Comparing organoids and patients
After treating the organoids with radiotherapy, the team showed that the organoid response resembled treatment responses in patients. "The organoids therefore hold potential for predicting patient outcomes. The correlation between organoid and patient response was there for patients receiving adjuvant radiotherapy, meaning that radiation is used in addition to surgical resection of the tumor. In cases where patients received radiotherapy as a primary treatment, we need to investigate this further," explains Millen. The researchers also studied the effect of chemoradiotherapy, a combination of radiation and chemotherapy. "Here we show that two specific chemotherapy drugs, cisplatin and carboplatin, have a radiosensitizing effect in the organoids. This means that it makes the tumor cells more sensitive to radiotherapy. These results are consistent with what we see in the clinic and therefore underline again the predictive potential of organoids in this setting," says Driehuis.

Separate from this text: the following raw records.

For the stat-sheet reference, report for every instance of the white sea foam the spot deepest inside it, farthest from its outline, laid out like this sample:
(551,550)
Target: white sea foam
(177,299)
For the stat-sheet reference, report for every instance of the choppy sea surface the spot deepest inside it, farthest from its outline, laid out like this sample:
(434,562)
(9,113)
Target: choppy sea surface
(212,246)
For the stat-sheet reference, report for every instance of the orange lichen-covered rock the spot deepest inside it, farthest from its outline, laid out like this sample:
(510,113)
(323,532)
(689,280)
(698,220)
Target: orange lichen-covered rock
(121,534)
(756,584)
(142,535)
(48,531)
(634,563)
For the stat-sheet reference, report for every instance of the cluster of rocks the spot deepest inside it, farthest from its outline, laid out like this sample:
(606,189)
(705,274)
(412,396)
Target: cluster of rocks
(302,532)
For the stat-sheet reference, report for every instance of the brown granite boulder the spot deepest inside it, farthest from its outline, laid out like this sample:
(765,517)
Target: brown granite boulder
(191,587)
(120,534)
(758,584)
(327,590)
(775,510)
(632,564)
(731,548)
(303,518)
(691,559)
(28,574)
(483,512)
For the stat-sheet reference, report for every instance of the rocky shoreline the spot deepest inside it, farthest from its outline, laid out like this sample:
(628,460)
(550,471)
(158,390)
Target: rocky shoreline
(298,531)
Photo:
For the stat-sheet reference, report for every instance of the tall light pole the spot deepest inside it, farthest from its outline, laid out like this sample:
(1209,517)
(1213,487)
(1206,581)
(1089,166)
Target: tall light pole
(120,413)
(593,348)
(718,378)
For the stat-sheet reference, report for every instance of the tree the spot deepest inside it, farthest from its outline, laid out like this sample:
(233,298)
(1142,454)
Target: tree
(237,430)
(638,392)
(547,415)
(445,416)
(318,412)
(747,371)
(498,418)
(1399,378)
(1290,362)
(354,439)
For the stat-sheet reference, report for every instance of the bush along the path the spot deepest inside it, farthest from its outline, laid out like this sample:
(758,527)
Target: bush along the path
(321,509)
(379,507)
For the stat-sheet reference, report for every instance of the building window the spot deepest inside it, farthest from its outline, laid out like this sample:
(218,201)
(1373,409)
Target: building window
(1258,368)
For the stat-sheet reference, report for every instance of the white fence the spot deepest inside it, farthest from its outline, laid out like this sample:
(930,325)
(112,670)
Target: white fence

Some of the discoveries made by the team could have implications for HNC patients in the near future. For example, they showed that the drug cetuximab made the tumor organoids less sensitive to radiotherapy. Driehuis explains: "This is surprising, because the combination of this drug and radiotherapy is given to some HNC patients in the clinic today. In patients, it's difficult to distinguish the individual contributions of the drug and the radiation therapy to the overall effect of this combination treatment, but in the organoids we can pull that apart. Our results fit with recent published data that show that survival of patients treated with cetuximab and radiotherapy is worse compared to treatment with radiotherapy alone. The clinical implication of these findings would be that it's better to wait with cetuximab until after radiation therapy, but this change in timing of treatment is something you would need to test in patients of course." The team also showed that a so-called PRMT5 inhibitor, a novel drug already in clinical trials for other cancer types, could be effective for a subgroup of HNC patients. Millen: "We sequenced the DNA of the organoids, to investigate the relationship between specific genetic mutations and the response to treatments. By doing so, we found that tumors with loss of the gene CDKN2A were responsive to treatment with this novel drug. It would be very interesting to see whether this effect is also found in patients, especially since this mutation is present in over 50% of HNSCC cases." Driehuis concludes: "Taken together, our results highlight the clinical relevance of organoids derived from patient tumor tissue. One of the next steps would be to design a clinical trial, to really use the organoids to guide treatment decisions in HNC patients."
This study was funded by the Oncode Clinical Proof of Concept fund.
Millen, R., et al. (2023) Patient-derived head and neck cancer organoids allow treatment stratification and serve as a tool for biomarker validation and identification. Med. doi.org/10.1016/j.medj.2023.04.003.